People ask me what slow living is.
Each day on the farm there are chores and they are the same every day. It would be easy and natural to resent doing the same thing each day unless you view it as practice towards something you desire to be good at. This is what slow living is teaching me.
For example, one chore is to sweep the front courtyard of the house. The house is covered in bougainvillea and flowering vines. The falling leaves and flowers are strewn everywhere. There’s a satisfying feeling when the walk is swept clear but it only lasts a few seconds. Why bother? Because when I sweep I see things, wonder, have illuminations of insight, commune with God. Not always, but that is what I open myself to. The commitment of keeping God central to everything makes sweeping the bricks an exercise in listening and expecting God to meet me in that task, in every task.
I sweep to welcome who-ever might come, to create a transition from a place of busy-ness to refuge, a place of beauty, rest and re-fresh-ment with friends.
My broom is my co-worker. She fits my hand and task and we move together in tandem having a quiet conversation- whoosh, whoosh, the sound of twig-bristles on brick. I too am a tool in a work I cannot always make sense of yet I can yield to it like a dance partner. I sweep to be on cue to that connection that holds all things together.
I pull the weeds daily that sprout between the bricks to show that this is the path, the well-worn way to the front door. And I remember this morning before the Eucharist, bowing down to weed my conscience of the past week, checking my course to stay true to the way of peace in myself, with others and with God.

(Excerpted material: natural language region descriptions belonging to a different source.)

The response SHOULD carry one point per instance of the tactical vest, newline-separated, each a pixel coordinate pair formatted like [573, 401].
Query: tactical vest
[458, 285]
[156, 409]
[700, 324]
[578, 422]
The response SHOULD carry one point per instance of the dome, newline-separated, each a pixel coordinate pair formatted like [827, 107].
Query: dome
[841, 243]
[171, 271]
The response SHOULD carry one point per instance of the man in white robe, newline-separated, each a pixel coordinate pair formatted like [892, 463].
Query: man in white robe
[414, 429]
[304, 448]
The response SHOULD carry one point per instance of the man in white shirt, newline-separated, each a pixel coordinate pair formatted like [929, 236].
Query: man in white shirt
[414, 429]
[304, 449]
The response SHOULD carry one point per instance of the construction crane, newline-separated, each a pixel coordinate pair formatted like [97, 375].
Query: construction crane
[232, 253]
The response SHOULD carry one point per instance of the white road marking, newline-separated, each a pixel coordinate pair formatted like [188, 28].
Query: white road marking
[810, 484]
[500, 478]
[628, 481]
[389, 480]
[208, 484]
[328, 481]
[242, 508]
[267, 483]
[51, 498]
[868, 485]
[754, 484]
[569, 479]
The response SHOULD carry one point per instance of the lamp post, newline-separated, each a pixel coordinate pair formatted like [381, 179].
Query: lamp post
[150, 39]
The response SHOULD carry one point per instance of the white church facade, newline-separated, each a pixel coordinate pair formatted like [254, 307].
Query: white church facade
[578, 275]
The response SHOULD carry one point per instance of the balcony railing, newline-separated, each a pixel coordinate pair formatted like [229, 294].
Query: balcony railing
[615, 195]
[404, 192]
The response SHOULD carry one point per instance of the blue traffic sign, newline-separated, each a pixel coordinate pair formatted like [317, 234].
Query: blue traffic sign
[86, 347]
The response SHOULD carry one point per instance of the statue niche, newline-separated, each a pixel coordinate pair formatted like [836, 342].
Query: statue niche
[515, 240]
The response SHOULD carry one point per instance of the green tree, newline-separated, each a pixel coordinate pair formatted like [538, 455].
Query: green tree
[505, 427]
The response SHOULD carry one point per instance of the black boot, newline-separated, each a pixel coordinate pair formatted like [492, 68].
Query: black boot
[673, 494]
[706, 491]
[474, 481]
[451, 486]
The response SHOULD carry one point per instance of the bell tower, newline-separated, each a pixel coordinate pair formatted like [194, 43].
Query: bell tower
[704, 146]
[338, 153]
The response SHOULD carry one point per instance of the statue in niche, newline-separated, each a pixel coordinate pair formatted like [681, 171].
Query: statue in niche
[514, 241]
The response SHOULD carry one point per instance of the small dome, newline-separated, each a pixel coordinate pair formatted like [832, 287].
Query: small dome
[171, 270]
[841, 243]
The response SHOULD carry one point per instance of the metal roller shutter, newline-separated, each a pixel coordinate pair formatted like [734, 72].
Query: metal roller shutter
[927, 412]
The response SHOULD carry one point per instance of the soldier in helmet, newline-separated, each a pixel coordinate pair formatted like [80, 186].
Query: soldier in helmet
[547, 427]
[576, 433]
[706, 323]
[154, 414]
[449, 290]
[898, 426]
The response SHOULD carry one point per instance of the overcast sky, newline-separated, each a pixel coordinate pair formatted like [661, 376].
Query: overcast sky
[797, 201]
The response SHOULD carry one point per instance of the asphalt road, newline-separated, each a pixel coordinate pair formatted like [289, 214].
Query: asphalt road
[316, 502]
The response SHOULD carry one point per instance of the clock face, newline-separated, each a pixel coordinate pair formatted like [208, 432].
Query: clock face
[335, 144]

I stoop again to look at petals, even the back side of a flower has a pattern that is a marvel. Each petal of the papaya is furled and reminds me of a child’s wind-whirler toy on a stick … God’s design to propel seeds plants seeds in me.
I sweep hot-pink and yellow petals not cigarette butts. That makes me smile thank-full. My work is playful wonder.
Each moment leads me further into conversation with the present. And so it goes when living slow … the mundane becomes sacred, the routine is practice in the faithfulness required of artistry.